16 setembro, 2012

Carne Trêmula (Carne Tremula, ESP, 1997).


Prefiro um Almodóvar mais sério, compenetrado, inventivo dramaticamente e em Carne Trêmula me é dado isso. Nada contra ao cinema bufão e colorido - visualmente e conceitualmente - do cineasta, mas quando o mesmo investe em tramas mais profundas, em alguns casos com um certo toque hitchcokiano, o interesse que a obra desperta em mim pessoa aumenta exponencialmente. Adaptado do romance homônimo de Ruth Rendell, este filme já é iniciado com uma sequência de abertura absurdamente tensa, onde acompanhamos a personagem de Penélope Cruz - em uma pequena ponta - prestes a dar a luz a um garoto que virá a ter importância ímpar à trama como um todo. Com o início baseado no período ditatorial da Espanha e que vai sendo desenvolvido até chegarmos a década de 1990, Carne Trêmula, assim como grande parte da obra do diretor espanhol, tem como base os relacionamentos amorosos, entretanto neste filme em particular a proposta de análise do comportamento humano interligado ao sentimento de amor e rejeição é o fio condutor de toda a trama, que conecta cinco indivíduos num universo de anseios e tragédias, além de muitos desenganos.

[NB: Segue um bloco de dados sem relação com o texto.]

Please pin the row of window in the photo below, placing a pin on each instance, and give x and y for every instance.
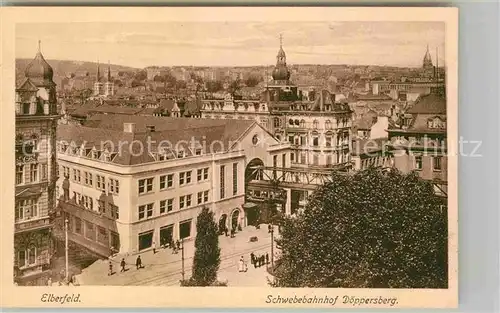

Contando com as participações de um bem jovem Javier Bardem (Biutiful), de Francesca Neri (Hannibal), Liberto Rabal, Angela Molina (Baarìa - A Porta do Vento) e José Sancho (Fale com Ela) nos papeis mais importantes da trama, Carne Trêmula é uma experiência de angústia e expectativa, onde acompanhamos a recriação contínua de caráteres numa espécie de confronto moral contínuo, onde o acovardamento e egoísmo de cada uma das personas interpretadas por estes atores é esmiuçada e escancarada por Pedro Almodóvar (Mulheres à Beira de um Ataque de Nervos). Curiosamente sem contar com nenhuma referência ou alusão ao espectro homossexual - quase que uma característica fixa no cinema do cineasta espanhol -, este talvez seja o filme "menos" Almodovariano de sua filmografia, mas ao mesmo tempo encaixa-se perfeitamente a cinematografia do diretor, visto que encontra-se aqui sua inquietude, seu timing narrativo, enfim, sua visão questionadora e expositiva enquanto cineasta autoral (apesar deste filme ter como base uma história que não sua, é impossível não reconhecer a marca do espanhol no andamento e composição do filme, onde o mesmo praticamente toma posse da obra de Rendell como se esta na verdade fosse apenas sua).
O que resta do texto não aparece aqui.